Les députés ont adopté en commission le 31 mars 2021, un droit à l’euthanasie pour les personnes en fin de vie souffrant d’une pathologie incurable, au terme d’un débat très clivé sur le sujet, attendu dans l’hémicyle le 8 avril prochain.

Afin de nous éclairer sur ce sujet très sensible, nous vous relayons, en guise d'édito, le POINT DE VUE de Jacques RICOT, (*) paru dans Ouest-France le  2 avril, sous le titre : « Euthanasie : on doit s’interroger sur la nature de la liberté ».

Voici ce qu'il écrit :

" Le pays, dans un choix assumé de remarquable humanité, a donné la priorité absolue à la protection de ses membres les plus vulnérables. Mais alors que tant d’autres questions graves et pressantes liées à la pandémie mobilisent les énergies, certains parlementaires choisissent de procéder à une offensive visant à obtenir la légalisation de l’euthanasie et du suicide assisté.

Ce n’est pas un mince paradoxe. La question n’avait pas fait l’objet d’une promesse de campagne de l’actuel président de la République.
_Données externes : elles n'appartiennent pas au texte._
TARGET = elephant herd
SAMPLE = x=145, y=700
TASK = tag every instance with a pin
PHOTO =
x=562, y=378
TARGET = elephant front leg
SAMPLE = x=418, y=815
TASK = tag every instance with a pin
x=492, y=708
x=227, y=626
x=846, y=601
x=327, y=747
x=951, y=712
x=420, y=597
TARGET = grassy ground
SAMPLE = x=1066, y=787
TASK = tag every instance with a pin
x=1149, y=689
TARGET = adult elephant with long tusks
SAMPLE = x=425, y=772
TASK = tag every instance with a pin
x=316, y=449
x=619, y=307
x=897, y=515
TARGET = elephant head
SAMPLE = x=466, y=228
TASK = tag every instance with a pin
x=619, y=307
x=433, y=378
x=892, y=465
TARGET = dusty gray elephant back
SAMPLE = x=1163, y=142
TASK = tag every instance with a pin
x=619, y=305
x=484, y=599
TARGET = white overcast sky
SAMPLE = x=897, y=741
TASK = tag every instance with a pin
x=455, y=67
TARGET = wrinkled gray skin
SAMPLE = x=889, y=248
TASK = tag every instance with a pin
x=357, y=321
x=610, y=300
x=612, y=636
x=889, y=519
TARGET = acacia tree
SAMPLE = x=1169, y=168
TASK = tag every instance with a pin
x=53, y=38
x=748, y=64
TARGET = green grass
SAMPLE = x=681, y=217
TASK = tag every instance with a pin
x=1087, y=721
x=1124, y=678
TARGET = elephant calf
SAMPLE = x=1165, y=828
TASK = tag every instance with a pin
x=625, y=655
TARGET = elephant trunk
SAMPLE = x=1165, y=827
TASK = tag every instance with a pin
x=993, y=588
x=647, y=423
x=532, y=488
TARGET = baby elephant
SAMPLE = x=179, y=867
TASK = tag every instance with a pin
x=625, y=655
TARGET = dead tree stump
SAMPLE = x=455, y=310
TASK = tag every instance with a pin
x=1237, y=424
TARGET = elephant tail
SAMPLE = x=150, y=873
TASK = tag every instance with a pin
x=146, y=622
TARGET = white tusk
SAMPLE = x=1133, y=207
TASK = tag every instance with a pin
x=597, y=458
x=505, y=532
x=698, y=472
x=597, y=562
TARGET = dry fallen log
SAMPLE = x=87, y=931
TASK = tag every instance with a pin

Où serait donc l’urgence ? A-t-on bien mesuré l’effet produit par l’ouverture d’un tel débat dans le moment présent sur le moral des personnes que l’âge, la maladie, le handicap ont fragilisées ? N’y a-t-il pas une contradiction, et même une indécence, à leur délivrer un bien étrange message : nous nous battons quoi qu’il en coûte ​pour protéger votre vie, même très avancée, même très diminuée, mais si vous le désirez, nous vous offrons le moyen de choisir de disparaître ?

Personne n’osera dire à voix haute que cette dernière option soulagerait les services de réanimation, engendrerait des économies et donc serait finalement assez altruiste​. C’est pourtant bien là le résultat de l’ouverture de cette alternative, résultat dissimulé derrière le nouvel argument désormais allégué, celui d’un nouveau droit à quitter la vie, droit que devraient honorer, l’État, la société, le corps soignant.

Développer une culture palliative

Mais on doit s’interroger sur la nature de la liberté de la personne qui n’aperçoit pas d’autre choix possible que celui de se supprimer ou d’être supprimée. On est aussi en droit de se demander si le concours du corps social à l’exercice de ce qui se présente comme une liberté ne conduit pas, en réalité, à proposer une offre ​singulière et mortifère aux personnes en détresse. Ce droit de quitter la vie serait bien sûr encadré dans une première étape, mais nul ne peut douter que sa dynamique conduirait à demander constamment l’extension de ses indications. Nous devrions être alertés par les témoignages de soignants belges accablés par les dérives de leur législation (1).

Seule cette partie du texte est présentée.